Filling the slots marks a big step forward for a university-sponsored program new to medical residency training, and for a state that claims just one other residency program, placing it 50th nationally in graduate medical education.
“There are 29,000 patient visits between Missoula and Ravalli counties not happening currently because the resources aren’t available to see those patients,” said Ned Vasquez, director of Family Medical Residency of Montana. “We’re increasing the number of physicians for patients by moving this residency program forward.”
The demand for more physicians in Montana isn’t new. Rural communities have a difficult time recruiting and retaining doctors, often losing them to larger hospitals.
The population in Montana also is aging, and with more people looking to Medicaid for coverage, experts see a growing need for physician care with fewer doctors to provide it.
“About one-quarter of the physicians in Montana are 60 years or older, and they’re likely to retire in the next five years,” Vasquez said. “We have this convergence of needing more care with fewer doctors to provide it.”
The new program began seeking accreditation in the fall of 2011 and was granted it in October 2012. Last November, Family Medical Residency of Montana began interviewing prospective students who had graduated from medical school and needed to begin their residency.
Vasquez said the physicians will be assigned a panel of patients and will practice at Partnership Health Center in Missoula, working under the supervision of the College of Health Professionals and Biomedical Sciences at UM.
After one year, three of the residents will move to Kalispell to complete the last two years of their residency at Flathead Community Health Center.
“We ended up with 100 applicants and interviewed 50 of them,” Vasquez said. “We looked at those 50 applicants and decided 43 were acceptable, and we placed them in order of preference.”
After graduating from medical school, students also completed a “match” process.

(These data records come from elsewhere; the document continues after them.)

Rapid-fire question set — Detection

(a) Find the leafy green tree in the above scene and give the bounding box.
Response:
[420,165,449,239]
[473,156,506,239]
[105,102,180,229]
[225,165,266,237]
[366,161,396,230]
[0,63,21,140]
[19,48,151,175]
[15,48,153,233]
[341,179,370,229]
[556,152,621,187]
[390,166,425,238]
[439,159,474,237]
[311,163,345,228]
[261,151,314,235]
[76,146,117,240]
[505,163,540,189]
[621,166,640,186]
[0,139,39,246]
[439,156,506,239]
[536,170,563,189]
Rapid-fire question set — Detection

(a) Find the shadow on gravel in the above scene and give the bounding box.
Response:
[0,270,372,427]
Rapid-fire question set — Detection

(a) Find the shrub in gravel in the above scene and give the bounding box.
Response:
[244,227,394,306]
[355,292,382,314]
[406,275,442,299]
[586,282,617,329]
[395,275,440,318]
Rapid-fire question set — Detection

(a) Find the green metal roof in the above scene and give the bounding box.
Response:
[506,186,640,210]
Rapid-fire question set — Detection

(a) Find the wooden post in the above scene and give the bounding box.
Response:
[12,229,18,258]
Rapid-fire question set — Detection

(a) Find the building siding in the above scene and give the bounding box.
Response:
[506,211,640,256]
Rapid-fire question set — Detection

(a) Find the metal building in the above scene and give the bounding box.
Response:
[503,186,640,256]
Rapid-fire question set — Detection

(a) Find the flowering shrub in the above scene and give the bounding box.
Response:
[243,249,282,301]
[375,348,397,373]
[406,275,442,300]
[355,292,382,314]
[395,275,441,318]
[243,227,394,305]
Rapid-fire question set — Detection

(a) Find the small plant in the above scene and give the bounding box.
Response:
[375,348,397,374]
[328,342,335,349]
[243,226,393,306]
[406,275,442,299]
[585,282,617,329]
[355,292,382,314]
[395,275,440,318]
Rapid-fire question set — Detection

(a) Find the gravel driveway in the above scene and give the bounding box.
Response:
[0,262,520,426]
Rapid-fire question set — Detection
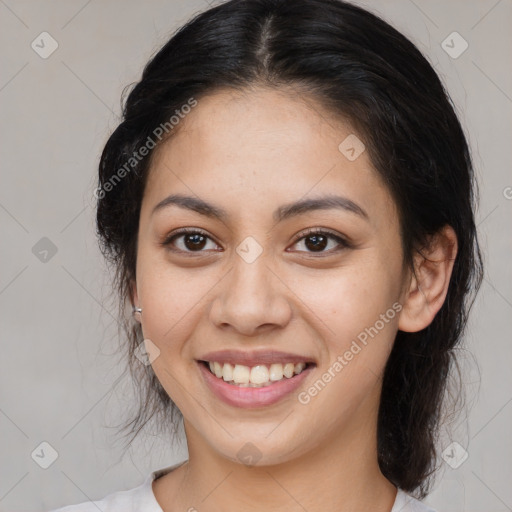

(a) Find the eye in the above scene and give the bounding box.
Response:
[161,227,351,256]
[288,228,351,255]
[162,228,221,254]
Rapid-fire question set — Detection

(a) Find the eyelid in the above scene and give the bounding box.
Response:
[160,227,222,253]
[162,226,212,244]
[161,226,351,255]
[288,227,352,252]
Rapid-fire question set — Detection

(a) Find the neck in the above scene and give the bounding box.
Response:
[158,417,397,512]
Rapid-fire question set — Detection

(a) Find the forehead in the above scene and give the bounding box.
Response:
[158,86,351,162]
[143,87,396,230]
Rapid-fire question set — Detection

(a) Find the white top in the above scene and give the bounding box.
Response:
[49,460,437,512]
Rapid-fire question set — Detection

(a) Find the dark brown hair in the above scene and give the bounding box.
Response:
[96,0,483,498]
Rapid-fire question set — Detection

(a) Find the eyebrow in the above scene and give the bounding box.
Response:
[151,193,369,222]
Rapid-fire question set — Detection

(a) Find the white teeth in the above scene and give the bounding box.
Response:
[213,361,223,378]
[233,364,250,384]
[269,363,284,381]
[294,362,306,374]
[283,363,295,378]
[222,363,234,382]
[206,361,309,386]
[250,365,270,384]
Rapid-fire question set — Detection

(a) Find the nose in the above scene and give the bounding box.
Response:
[209,254,293,337]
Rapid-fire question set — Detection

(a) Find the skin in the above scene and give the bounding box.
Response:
[131,86,457,512]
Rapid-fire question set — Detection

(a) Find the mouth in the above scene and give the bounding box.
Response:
[198,360,314,388]
[196,351,316,408]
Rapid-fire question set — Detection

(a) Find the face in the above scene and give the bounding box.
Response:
[133,87,410,466]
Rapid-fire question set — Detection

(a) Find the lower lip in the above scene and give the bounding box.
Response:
[198,362,313,409]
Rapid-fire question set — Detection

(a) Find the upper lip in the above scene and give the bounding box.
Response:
[198,349,316,367]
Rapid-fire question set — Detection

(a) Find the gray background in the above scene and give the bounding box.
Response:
[0,0,511,510]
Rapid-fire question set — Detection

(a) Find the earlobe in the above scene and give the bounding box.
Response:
[398,225,458,333]
[130,280,142,323]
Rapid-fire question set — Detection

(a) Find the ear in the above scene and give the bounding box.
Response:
[398,225,458,333]
[130,279,142,323]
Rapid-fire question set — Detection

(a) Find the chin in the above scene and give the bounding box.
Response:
[207,434,311,468]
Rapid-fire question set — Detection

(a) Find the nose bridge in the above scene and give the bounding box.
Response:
[229,233,275,300]
[232,250,274,300]
[210,245,291,334]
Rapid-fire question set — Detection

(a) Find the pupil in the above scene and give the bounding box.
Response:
[185,234,206,251]
[305,234,327,252]
[183,234,328,252]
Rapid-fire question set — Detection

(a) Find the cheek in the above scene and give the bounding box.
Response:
[298,271,400,418]
[137,259,232,366]
[292,257,400,338]
[136,253,205,349]
[291,260,401,395]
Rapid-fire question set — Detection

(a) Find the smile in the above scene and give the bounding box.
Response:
[203,361,310,387]
[197,359,315,409]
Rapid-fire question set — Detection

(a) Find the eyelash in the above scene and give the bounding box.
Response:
[161,227,351,256]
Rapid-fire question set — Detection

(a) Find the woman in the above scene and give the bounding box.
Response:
[51,0,483,510]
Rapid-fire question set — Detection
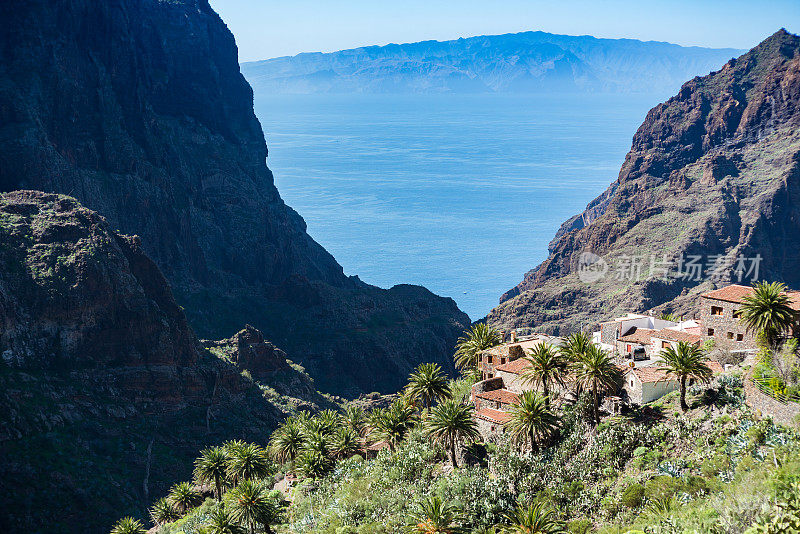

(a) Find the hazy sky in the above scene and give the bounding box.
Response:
[209,0,800,62]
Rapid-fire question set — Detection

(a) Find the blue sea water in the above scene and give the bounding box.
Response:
[252,93,668,321]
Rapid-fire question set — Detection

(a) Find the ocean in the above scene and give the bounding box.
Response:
[252,93,668,320]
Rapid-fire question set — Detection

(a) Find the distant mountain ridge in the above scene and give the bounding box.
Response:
[242,31,744,94]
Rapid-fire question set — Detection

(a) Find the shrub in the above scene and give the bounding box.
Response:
[567,518,592,533]
[645,476,684,501]
[621,483,645,508]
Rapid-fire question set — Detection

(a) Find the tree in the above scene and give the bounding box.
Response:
[228,480,280,534]
[331,425,362,459]
[194,446,229,500]
[227,442,272,484]
[426,399,480,468]
[739,281,796,349]
[168,481,202,514]
[507,391,560,452]
[571,344,621,426]
[408,495,464,534]
[150,498,180,526]
[454,323,502,373]
[295,449,333,478]
[406,362,452,412]
[500,502,565,533]
[343,405,367,436]
[521,343,568,409]
[373,398,418,450]
[203,507,246,534]
[269,421,305,468]
[658,341,713,411]
[559,332,592,363]
[109,517,146,534]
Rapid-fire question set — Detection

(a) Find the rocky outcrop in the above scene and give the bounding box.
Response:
[0,0,469,395]
[202,325,289,380]
[490,30,800,334]
[0,192,333,533]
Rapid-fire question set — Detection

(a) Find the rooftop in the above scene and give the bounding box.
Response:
[618,327,656,345]
[628,359,724,383]
[475,388,519,405]
[701,284,800,310]
[651,328,702,344]
[475,407,512,424]
[495,357,532,375]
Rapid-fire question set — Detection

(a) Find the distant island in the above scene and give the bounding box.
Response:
[241,31,744,94]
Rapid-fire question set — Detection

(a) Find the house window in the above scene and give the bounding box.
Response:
[500,358,506,364]
[630,379,634,387]
[711,306,723,316]
[727,332,734,339]
[661,341,669,349]
[627,344,632,352]
[707,328,715,336]
[733,310,742,318]
[737,333,744,342]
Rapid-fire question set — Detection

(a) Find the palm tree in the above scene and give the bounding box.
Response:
[559,332,592,363]
[406,362,452,412]
[110,517,146,534]
[343,405,367,436]
[454,323,502,373]
[194,446,229,500]
[204,507,246,534]
[500,502,564,534]
[314,409,342,436]
[168,481,202,514]
[739,281,796,349]
[408,495,464,534]
[269,421,305,468]
[521,344,568,409]
[373,398,418,450]
[426,399,480,468]
[571,344,621,426]
[295,449,333,478]
[150,498,179,526]
[228,479,274,534]
[227,443,272,484]
[331,425,362,459]
[507,391,560,452]
[658,341,713,411]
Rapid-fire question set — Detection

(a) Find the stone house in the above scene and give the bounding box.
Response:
[650,327,702,353]
[616,327,656,359]
[596,314,678,354]
[699,284,800,352]
[623,360,724,405]
[478,335,558,381]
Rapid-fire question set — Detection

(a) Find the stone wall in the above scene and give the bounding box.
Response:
[700,297,757,351]
[745,378,800,428]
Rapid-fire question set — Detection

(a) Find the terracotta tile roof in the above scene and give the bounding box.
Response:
[684,326,702,336]
[701,284,800,311]
[618,327,655,344]
[485,338,545,357]
[495,357,531,375]
[651,328,702,344]
[628,367,674,383]
[475,388,519,405]
[475,407,511,424]
[707,360,724,374]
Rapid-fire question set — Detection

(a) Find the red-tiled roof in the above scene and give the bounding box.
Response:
[701,284,800,310]
[495,357,531,375]
[475,407,511,424]
[651,328,702,344]
[475,389,519,405]
[619,327,655,344]
[628,367,674,384]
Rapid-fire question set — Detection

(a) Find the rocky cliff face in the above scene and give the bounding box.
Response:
[490,30,800,333]
[0,0,469,395]
[0,191,334,533]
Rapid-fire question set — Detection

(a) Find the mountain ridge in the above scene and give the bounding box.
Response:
[489,29,800,334]
[242,30,744,94]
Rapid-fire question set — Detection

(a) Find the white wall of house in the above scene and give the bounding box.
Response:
[623,373,678,404]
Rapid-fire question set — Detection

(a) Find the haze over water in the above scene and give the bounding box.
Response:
[253,93,667,320]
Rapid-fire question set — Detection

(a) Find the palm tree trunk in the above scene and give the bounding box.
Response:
[214,474,221,500]
[543,382,550,409]
[680,375,688,411]
[593,382,599,426]
[450,439,458,468]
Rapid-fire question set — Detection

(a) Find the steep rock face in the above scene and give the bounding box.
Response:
[0,0,469,395]
[202,324,289,380]
[0,192,333,533]
[490,30,800,333]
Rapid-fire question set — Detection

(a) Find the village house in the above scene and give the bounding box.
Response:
[622,360,724,405]
[595,313,680,355]
[478,333,554,381]
[699,284,800,352]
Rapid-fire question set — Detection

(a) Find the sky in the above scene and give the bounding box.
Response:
[209,0,800,62]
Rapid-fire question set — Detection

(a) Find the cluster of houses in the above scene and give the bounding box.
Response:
[471,284,799,438]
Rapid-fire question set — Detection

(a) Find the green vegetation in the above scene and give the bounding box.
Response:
[454,324,502,375]
[739,282,796,350]
[521,344,568,409]
[657,341,713,411]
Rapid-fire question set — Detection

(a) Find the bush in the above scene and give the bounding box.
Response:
[567,518,592,533]
[621,483,645,508]
[645,476,684,501]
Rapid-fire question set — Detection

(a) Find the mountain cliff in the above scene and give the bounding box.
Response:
[0,0,469,396]
[0,191,335,532]
[242,31,742,95]
[489,29,800,334]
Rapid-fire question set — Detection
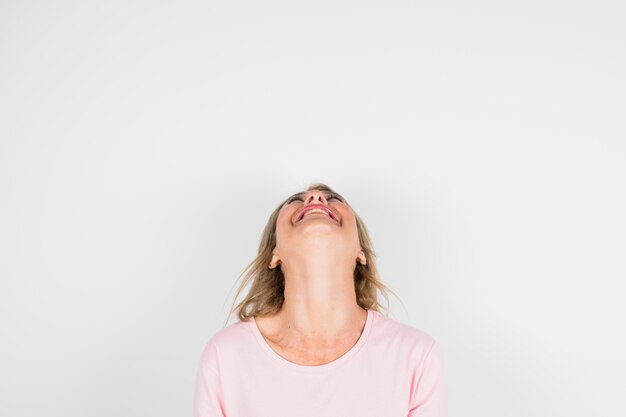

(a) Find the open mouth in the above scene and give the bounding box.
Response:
[296,206,338,223]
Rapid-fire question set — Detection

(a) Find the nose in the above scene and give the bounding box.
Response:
[304,191,327,205]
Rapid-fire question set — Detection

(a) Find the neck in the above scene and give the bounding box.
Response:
[277,249,365,340]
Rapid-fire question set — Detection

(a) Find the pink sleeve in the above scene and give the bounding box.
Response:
[407,340,448,417]
[193,342,226,417]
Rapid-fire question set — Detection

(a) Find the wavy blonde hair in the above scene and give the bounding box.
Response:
[223,182,398,327]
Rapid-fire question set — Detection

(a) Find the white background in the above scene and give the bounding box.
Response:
[1,1,624,416]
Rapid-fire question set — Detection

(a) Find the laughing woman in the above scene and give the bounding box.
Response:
[193,183,448,417]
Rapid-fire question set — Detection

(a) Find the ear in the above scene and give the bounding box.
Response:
[268,253,282,269]
[357,249,367,266]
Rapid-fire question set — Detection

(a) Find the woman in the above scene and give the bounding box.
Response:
[194,183,448,417]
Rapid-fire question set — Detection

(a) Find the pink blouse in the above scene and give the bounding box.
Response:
[194,308,448,417]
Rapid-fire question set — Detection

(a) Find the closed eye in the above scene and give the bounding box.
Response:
[286,193,343,204]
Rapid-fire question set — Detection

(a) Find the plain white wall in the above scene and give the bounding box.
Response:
[1,0,624,416]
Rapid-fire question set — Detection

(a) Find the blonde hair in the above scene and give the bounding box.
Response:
[223,182,398,327]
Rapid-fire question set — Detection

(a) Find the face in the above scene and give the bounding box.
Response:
[270,189,365,268]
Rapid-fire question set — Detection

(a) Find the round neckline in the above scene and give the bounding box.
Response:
[249,308,374,374]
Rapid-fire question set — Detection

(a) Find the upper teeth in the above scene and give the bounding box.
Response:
[302,208,330,219]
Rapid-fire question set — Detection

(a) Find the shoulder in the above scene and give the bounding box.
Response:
[369,310,438,359]
[196,318,253,372]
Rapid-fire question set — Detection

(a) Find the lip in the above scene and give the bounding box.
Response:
[295,204,339,224]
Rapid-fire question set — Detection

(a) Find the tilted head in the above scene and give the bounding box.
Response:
[224,182,395,325]
[268,186,366,271]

They interviewed a variety of programs, including that at UM, and ranked the top five programs they were most interested in attending.
Vasquez said the match process pairs both physicians and residency programs with the best fit. Of the 10 physicians entering UM’s residency program, four are from Montana, and three of those are from smaller Montana communities.
“We’re bringing people back to the state who want to live in Montana, making it likely they’ll stay and practice in a smaller community,” Vasquez said. “That’s really the mission of the residency program – to train people who will stay here and work in a smaller place.”
UM will serve as the sponsoring institution, and is responsible for the education delivered to the medical residents. Funding for the program comes from the Center for Medicare and Medicaid Services.
The program will work in partnership with St. Patrick Hospital, Community Medical Center and Kalispell Regional Medical Center.
“From a UM standpoint, it doesn’t have a financial obligation to fund the residency program,” Vasquez said. “The university provides the academic oversight, but is not on the hook for funding."